Marginal Relevance - A weekly review of EconomicsWatch
I will generally try to keep each round-up to around three topics, with a mix of Macro (data such as growth, fiscal and monetary policy etc.) and Micro (cases of market failure, mergers & acquisitions etc.) but do feel free to post any other economic news that you find interesting as well!
Friday 3rd March 2017
Comments from several Federal Reserve policymakers have increased expectations that the Fed is looking to increase short term interest rates sooner rather than later, with a mid-March date being pencilled in. Lael Brainard, seen as one of the more dovish (i.e. in favour of low rates to stimulate the economy) members of the FOMC, spoke of how "assuming continued progress (in full employment and approaching target inflation), it will likely be appropriate soon to remove additional accommodation".
William Dudley, President of the New York Fed, also commented that the case for tighter monetary policy "has become a lot more compelling" since the election of Donald Trump, whose economic policy of infrastructure spending and tax cuts is expected to increase inflationary pressure in the US economy.
A higher rate has several effects. Among them, the cost of borrowing will likely increase, potentially discouraging investment from firms and increasing repayments faced by individuals with adjustable-rate loans (mortgages, car-loans etc.), whilst there is greater incentive for households to save their money instead of spending it. Borrowing costs for the government will rise too, with treasury yields already climbing, and in the case of the 2-year to highs since August 2009. Higher borrowing costs increases the burden of their debt, potentially leading to higher taxes or reduced spending in future.

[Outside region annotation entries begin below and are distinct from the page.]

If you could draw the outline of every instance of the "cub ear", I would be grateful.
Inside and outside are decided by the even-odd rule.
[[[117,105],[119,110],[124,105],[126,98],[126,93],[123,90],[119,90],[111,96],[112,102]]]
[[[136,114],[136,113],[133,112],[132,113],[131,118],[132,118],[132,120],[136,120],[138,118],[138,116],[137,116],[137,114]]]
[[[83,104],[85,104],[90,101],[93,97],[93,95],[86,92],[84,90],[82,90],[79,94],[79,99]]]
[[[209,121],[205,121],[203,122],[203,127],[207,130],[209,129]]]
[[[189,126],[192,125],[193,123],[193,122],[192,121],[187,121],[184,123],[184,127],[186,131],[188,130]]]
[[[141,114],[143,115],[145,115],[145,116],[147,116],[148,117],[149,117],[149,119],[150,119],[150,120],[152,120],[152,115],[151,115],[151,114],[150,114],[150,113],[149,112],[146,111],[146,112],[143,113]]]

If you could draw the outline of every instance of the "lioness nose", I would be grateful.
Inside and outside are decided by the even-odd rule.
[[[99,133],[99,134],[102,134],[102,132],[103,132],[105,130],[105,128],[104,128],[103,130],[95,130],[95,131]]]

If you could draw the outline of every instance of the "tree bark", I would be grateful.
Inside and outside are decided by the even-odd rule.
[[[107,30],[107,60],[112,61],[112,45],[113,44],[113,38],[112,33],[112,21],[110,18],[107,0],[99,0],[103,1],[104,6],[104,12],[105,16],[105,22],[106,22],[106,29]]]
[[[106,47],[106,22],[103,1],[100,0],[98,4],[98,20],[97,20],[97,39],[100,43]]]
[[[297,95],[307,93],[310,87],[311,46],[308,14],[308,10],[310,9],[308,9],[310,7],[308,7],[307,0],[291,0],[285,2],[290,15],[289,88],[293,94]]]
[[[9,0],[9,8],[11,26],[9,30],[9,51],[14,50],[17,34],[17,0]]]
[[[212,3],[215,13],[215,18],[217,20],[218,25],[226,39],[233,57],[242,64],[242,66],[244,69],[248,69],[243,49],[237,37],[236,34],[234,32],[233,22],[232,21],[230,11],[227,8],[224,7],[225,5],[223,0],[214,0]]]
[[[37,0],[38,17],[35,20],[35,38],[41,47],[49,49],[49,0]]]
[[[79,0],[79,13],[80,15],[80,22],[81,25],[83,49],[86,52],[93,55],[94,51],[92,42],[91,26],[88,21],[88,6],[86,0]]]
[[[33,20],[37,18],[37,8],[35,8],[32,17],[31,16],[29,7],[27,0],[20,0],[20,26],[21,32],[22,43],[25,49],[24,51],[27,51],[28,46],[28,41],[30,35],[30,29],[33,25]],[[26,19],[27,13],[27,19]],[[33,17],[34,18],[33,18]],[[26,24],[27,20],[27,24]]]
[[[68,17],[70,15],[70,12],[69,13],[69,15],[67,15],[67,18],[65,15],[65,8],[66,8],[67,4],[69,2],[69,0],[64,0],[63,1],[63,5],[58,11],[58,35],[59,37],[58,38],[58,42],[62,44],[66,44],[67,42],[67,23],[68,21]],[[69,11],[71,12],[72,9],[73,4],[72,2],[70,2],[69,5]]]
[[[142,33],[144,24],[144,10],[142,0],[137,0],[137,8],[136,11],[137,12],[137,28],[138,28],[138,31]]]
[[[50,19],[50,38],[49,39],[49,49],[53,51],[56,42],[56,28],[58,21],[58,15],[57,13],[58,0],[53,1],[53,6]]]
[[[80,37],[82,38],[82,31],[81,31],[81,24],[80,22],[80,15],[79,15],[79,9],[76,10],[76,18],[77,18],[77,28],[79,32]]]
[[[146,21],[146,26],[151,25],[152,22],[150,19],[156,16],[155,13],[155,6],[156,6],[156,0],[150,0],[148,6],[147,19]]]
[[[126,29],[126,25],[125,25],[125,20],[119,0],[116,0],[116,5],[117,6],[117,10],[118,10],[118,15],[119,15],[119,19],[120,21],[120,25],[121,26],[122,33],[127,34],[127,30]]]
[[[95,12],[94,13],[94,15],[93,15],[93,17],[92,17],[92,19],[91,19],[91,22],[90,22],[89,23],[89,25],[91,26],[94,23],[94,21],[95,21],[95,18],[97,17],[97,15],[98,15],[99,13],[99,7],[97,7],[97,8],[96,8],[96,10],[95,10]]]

Of course, this may not happen right away. Changes in monetary policy often face a time lag, typically around 18 months, before their effect is felt in the wider economy, so the short term impact of a rate hike won't be instantly felt (for example, banks won't instantaneously change their borrowing and saving rates). Furthermore, the effect of monetary policy is only one factor to consider, with other variables such as consumer confidence, fiscal policy etc. also impacting the economy. Indeed, in the case of Trump's economic policy, it may very well end up being the case that the fiscal side has a greater effect.
UK Manufacturing Growth slower than expected
In a sign that manufacturers continue to see a resurgence in fundamentals, the February Markit/CIPS Manufacturing CPI came in at 54.6 (a number above 50 indicates improvement), the seventh consecutive month of expansion, albeit down from January's figure of 55.7 and below the expectation of 55.8.
The report attributes the figure to "improved domestic and overseas demand, the latter aided by the continued weakness of the sterling exchange rate". A depreciation in the Sterling exchange rate makes UK products appear cheaper to foreigners, as they need to exchange less of their foreign currency to get the same amount of Sterling. This makes UK products more price competitive and hence increases demand for the country's exports.
However, the depreciation of the country's currency can equally be a double-edged sword. The report also notes "input costs...are still rising at near survey record rates". The UK imports many components and raw materials for its exports (for example, up to 85% of the components used by Nissan's Sunderland plant originate from China, Japan and Europe). The depreciation of Sterling will have also made these components more expensive, increasing the cost of production of manufactured goods which adversely impacts competitiveness.
LSE - Deutsche Merger in trouble
It's looking increasingly likely that a merger between the London Stock Exchange and Deutsche Borse, two of the largest stock exchanges in Europe, will not be going ahead after the London Stock Exchange refused to concede to EU regulator demands that it divest its 60% share in it's Italian bond trading platform, MTS.
Part of the responsibility of regulators is to protect consumers of an industry from a variety of monopolistic tendencies, including reduced quality of service and excess prices from a lack of competition in the industry. It may be interpreted that the merger would create an entity that regulators deemed too dominant in the market. Indeed, it has been speculated that the merger would result in potentially the most profitable company in its industry.
On the other hand, it may well be the case that preventing the merger becomes a case of Government Failure. As noted in the article above, such a merger may be needed for Europe to compete internationally with other exchanges, most notably those in the US (The NYSE and Nasdaq represent the largest and second largest exchanges in the world). Hence, the failure of the merger whilst improving competition regionally, may reduce competition on a global scale.
Things to look out for Next Week
Wednesday sees the release of the UK's Spring Budget by Philip Hammond, the Chancellor of the Exchequer. Stronger than expected tax receipts are likely to result in public sector net borrowing undershooting OBR forecasts by approximately £3 billion according to the EY Item Club, the only non-governmental forecaster to use the same model of the UK economy as the Treasury.
Meanwhile on Thursday, the ECB will decide whether to deviate from its current monetary policy. Though it is widely expected to maintain its present stance, it faces increasing pressure from Germany to rein in its stance, especially with Eurozone inflation climbing above the target rate to the highest in four years.
Questions to ask
Do you see the Fed hiking rates, and if so, by how much? Will it have much impact on the US economy?
To what extent has the fall in the Sterling exchange rate benefited the UK economy?
Is it possible to have a 'benevolent giant' without harming consumer rights?